The rest of the numbers went out much the same. When the set finished, GG ran back to the dressing room door -- someone had locked it again. I could see him back there through the mob, his eyes looking fearfully wide, breathing heavily, seeming to shiver under that mud-crusted, shirtless chest.

George and I sat smoking by the stage. Once, this kid in a varsity football jacket walked up text to me and just stood there, staring down. I glanced up -- he looked sarcastic and maybe a little loaded. "How you doing?" I offered. The jock just nodded and walked off to talk to this girl we had already figured to be a hooker.

As aggressive as the first set had been, it could not compare to the second. So often today, Aggressive is used in a musical sense to mean simply "loud" or "fast"' usually it doesn't imply the actual propensity for violence which may actually be generated through the music. Keeping this in mind, the second half of the night was all about real aggression. I think the band played two songs, barely; instead of singing, GG shouted distracted taunts at the mob.

"Pussies!"

"Hey GG! Why don't you show us your cock?" someone yelled back.

"He doesn't fuckin' have one," someone replied.

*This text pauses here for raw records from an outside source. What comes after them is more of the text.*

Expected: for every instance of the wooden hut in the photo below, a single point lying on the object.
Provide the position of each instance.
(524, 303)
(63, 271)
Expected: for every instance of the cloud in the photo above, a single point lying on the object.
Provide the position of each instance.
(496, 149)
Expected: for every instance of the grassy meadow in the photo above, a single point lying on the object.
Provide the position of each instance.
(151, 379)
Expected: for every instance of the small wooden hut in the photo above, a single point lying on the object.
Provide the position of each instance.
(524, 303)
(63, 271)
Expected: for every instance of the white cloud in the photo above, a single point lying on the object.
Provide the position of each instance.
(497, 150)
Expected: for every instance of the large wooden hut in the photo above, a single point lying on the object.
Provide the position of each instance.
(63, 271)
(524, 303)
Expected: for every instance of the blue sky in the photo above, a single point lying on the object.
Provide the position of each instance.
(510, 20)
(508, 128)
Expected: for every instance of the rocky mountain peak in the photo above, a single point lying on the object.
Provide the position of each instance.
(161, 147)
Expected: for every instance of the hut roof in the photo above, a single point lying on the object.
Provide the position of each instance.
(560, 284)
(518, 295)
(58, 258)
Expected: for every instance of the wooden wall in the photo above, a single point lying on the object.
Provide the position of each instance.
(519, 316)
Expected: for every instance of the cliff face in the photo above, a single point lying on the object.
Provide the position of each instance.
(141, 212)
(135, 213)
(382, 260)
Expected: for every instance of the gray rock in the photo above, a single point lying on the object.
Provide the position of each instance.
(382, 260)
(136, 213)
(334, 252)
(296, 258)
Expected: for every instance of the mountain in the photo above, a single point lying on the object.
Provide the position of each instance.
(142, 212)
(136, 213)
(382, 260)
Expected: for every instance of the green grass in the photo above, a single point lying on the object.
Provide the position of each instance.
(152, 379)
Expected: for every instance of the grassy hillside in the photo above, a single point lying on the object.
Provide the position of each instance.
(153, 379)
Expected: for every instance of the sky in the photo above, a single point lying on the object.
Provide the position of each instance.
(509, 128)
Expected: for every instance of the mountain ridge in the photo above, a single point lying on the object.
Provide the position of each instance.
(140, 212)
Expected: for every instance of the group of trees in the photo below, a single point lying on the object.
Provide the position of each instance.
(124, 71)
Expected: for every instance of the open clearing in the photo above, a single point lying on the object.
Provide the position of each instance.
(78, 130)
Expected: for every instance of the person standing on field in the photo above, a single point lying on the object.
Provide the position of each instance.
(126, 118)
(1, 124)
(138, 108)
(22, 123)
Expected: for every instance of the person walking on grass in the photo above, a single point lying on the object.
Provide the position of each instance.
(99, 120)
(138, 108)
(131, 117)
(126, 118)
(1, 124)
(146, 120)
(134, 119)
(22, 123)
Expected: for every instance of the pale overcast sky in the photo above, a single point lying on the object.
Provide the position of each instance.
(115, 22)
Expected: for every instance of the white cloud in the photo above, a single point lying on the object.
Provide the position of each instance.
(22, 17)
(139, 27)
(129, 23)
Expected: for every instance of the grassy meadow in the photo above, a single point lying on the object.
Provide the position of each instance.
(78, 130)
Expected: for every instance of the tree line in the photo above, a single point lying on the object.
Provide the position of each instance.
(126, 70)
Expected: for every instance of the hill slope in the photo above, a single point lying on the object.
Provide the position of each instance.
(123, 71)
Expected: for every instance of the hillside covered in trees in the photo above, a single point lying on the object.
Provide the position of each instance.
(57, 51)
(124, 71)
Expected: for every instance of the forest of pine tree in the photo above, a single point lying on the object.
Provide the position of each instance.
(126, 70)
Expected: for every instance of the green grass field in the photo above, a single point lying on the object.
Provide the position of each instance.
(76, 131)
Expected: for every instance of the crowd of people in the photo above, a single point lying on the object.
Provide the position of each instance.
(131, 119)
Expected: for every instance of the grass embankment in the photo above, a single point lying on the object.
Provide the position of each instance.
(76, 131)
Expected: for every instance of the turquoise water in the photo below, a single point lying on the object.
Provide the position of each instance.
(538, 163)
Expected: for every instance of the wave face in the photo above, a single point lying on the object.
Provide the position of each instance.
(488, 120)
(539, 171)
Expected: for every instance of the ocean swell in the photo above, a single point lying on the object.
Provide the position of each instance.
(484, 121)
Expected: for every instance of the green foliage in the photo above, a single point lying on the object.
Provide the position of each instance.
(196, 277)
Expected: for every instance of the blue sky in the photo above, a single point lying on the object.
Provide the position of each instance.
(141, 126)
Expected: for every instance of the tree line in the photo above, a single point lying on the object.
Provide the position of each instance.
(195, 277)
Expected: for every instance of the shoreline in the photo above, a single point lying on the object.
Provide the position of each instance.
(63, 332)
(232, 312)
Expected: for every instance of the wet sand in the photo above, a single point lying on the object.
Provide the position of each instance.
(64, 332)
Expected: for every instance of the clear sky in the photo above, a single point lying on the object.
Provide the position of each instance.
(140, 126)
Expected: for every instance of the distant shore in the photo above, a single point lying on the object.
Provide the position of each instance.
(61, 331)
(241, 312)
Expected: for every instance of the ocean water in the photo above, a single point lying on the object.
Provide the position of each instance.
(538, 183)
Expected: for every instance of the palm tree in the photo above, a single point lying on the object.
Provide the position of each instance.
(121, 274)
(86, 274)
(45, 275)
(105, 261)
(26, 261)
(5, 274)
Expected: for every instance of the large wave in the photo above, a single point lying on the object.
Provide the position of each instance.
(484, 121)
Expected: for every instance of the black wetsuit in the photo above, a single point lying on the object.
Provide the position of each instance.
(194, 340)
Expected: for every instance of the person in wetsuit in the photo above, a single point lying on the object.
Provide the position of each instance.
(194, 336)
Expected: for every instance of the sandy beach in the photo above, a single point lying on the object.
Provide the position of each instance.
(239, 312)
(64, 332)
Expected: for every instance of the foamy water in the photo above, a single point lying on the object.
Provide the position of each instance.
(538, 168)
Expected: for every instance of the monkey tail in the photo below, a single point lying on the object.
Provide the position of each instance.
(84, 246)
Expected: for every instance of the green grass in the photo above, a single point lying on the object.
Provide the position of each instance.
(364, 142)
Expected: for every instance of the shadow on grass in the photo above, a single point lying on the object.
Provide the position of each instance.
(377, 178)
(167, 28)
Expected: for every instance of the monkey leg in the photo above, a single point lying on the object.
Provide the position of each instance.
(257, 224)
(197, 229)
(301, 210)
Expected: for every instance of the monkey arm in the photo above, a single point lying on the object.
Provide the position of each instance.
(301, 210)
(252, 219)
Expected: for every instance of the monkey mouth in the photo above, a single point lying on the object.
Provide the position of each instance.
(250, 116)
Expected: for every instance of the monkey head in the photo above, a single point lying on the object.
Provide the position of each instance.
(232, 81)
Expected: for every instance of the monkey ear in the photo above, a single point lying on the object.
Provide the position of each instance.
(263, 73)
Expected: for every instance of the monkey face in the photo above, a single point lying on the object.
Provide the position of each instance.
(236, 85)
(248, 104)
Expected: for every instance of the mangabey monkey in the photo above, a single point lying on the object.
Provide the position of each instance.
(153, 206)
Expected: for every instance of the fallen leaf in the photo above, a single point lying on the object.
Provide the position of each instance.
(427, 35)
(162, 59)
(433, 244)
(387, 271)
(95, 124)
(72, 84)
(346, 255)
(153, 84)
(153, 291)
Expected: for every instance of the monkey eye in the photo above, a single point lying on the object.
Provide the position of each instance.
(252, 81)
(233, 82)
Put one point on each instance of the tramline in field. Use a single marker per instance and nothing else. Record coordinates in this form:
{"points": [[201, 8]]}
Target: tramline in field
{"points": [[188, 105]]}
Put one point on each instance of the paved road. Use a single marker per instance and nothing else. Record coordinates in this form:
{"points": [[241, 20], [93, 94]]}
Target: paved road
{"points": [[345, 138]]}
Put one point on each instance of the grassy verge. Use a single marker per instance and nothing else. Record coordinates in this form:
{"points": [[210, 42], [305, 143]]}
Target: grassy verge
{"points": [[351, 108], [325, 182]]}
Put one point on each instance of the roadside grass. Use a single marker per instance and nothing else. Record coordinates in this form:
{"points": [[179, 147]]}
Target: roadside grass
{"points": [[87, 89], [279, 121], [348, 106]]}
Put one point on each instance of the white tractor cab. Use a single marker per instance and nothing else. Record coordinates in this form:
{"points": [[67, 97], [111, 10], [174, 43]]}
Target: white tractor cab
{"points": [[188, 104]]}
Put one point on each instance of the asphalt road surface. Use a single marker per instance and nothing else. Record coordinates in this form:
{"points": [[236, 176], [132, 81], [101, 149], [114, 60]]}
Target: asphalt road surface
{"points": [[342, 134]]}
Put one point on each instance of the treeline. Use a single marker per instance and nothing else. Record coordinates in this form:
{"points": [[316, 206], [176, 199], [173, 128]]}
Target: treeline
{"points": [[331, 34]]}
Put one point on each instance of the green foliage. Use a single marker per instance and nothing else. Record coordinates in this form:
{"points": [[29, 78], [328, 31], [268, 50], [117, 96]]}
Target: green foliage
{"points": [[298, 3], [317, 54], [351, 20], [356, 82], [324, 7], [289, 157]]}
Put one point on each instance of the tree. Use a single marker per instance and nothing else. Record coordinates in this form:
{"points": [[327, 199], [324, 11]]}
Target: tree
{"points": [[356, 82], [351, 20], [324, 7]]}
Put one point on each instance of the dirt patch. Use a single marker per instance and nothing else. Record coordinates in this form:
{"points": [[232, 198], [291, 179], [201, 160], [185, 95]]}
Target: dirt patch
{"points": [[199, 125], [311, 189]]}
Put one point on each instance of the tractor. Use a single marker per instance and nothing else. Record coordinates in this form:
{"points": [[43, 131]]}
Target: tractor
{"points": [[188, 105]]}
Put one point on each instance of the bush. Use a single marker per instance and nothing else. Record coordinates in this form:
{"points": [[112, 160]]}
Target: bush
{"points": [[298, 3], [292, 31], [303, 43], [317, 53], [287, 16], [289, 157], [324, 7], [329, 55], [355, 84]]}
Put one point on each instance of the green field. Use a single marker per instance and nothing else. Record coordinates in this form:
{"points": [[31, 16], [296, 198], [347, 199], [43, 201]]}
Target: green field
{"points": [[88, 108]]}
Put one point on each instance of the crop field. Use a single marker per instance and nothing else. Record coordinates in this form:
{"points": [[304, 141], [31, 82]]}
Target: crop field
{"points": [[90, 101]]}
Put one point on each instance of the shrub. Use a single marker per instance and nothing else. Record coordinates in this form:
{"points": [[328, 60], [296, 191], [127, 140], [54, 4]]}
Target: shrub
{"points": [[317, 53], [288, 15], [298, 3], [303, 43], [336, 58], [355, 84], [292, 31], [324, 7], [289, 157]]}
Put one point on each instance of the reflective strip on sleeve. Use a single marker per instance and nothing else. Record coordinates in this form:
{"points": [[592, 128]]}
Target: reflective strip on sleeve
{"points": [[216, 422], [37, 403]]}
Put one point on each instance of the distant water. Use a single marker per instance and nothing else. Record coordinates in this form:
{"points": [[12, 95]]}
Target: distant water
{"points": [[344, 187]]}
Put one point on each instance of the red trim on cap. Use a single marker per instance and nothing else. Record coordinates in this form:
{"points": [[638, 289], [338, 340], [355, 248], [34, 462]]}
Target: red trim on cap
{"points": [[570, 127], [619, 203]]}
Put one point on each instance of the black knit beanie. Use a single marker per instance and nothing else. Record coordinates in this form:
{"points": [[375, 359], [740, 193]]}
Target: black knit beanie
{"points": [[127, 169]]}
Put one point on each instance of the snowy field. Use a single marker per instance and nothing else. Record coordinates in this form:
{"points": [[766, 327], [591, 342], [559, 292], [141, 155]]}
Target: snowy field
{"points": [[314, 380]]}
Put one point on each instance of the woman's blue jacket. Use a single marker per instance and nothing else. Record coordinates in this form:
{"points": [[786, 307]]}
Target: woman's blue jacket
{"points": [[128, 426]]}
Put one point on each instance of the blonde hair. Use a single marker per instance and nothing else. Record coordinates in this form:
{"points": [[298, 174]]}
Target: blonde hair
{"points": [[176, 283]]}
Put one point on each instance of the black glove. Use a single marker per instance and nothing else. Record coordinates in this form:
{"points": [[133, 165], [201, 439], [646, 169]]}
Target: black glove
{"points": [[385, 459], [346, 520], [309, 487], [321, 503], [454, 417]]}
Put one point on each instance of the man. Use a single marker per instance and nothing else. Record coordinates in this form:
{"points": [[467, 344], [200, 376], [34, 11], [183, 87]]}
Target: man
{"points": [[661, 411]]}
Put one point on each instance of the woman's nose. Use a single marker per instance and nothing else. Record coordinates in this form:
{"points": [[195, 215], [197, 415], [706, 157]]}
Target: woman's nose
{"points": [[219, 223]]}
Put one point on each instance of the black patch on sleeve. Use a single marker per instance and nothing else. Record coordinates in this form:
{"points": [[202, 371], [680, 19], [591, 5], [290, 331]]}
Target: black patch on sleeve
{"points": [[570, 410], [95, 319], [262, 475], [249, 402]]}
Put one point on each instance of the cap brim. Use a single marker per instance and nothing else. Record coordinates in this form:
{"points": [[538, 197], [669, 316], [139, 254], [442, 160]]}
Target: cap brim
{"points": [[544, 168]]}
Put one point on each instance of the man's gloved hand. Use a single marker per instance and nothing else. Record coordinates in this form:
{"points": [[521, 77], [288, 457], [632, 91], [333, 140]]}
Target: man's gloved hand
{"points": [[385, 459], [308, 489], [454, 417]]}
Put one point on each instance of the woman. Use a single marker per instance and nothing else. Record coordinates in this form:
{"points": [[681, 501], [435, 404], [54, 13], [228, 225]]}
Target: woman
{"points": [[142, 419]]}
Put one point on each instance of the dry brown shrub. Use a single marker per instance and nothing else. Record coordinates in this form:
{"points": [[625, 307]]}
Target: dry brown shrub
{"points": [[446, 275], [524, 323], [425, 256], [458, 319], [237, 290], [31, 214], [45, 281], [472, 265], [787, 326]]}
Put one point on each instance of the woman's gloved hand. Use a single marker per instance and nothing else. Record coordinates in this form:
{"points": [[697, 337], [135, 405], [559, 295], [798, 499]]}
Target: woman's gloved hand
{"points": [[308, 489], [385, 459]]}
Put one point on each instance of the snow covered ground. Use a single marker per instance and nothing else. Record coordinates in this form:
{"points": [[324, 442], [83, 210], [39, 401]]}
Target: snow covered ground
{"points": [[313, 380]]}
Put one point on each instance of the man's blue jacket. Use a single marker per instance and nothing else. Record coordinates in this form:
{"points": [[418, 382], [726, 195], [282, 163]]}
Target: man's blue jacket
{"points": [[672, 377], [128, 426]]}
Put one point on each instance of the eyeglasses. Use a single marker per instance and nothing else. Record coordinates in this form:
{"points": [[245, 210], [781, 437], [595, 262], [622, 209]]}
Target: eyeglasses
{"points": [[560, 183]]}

"That's cuz you bit it off when it was in your mouth," GG answered to no one in particular.

Bottles started flying. The control of a performer over his audience, the fact that it's all just an act -- none of this seemed to be defined anymore. There was no longer a band and an audience, must a mob that descended upon the stage, stealing the mike, cramming GG into the bass drum. Some guy pissed on his leg.

That razor's edge between aggressive music and outright violence is a treacherous game. We play it when we're at a Boston club slamming, yet somehow we understand that the guy butting into us doesn't mean us any harm, certainly nothing beyond a few bruises. It all relieves a lot of pent up tension.

Why, then, was the tension here hanging like the roof was about to cave in? The air was hot and thick. I was all hyped-up, lots of adrenaline. As I walked off the stage at the close of the final chord (?), I kicked away a bottle to help curb some of it…

"That bottle hit me in the leg."

"What?" I said back distractedly.

"You hit me in the leg." It was the jock in the football coat. He spit beer on me.

"Oh … I'm really sorry. I'm sure I caused you great physical discomfort." I spit back.

He spit on me again.

The next thing I knew, I was hit.

Everybody but me had seemed to have seen him. He was a friggin' fat locomotive of a guy in a black leather jacket, and burning mad. He'd been sitting next to the jock. I felt the blood running down my upper lip, dripping into the dirt on the floor.

"That was just a tap. You fuckin' spit on me."

"Take it easy," I said.

"You spit on me, man. You spit on me." His voice was rumbling, frantic. I couldn't fuckin' believe this.

"You better get out of here," someone said to my right, "he'll fuckin' kill you."

"Listen, I didn't come here to fight. I came to dance, right?" I was smiling under the blood. I had to get out of this somehow. The hulk was still yelling when George pulled me downstairs.

"What the fuck happened to you?" someone in the cellar called.

"Some fat fuckin' kid punched me," I answered. I had let the blood drip a design on my tee shirt. Somehow, I felt pretty good; for the first time that night I felt sure of myself, like I could handle the Club Meri-mac and everything that went with it. I understood what it meant to drink in a shithole like this' it's all about cities and their machines, that run you all day long and wake you up at night when they rip your arm off in a dream. This is what the rock underground is all about -- it's not GG Allin and his traveling freak show, it's not an act for money -- it's just about pain and trying to forget it.

Later that night, back in my room, T-boy was ranking the Meri-mac crowd.

"Those assholes just didn't understand. They don't understand what the music's supposed to be about, they don't care. They're just a bunch of bulkbrains out to kill each other."

"Don't you see, though," I replied, "They do understand. They're livin' it for real."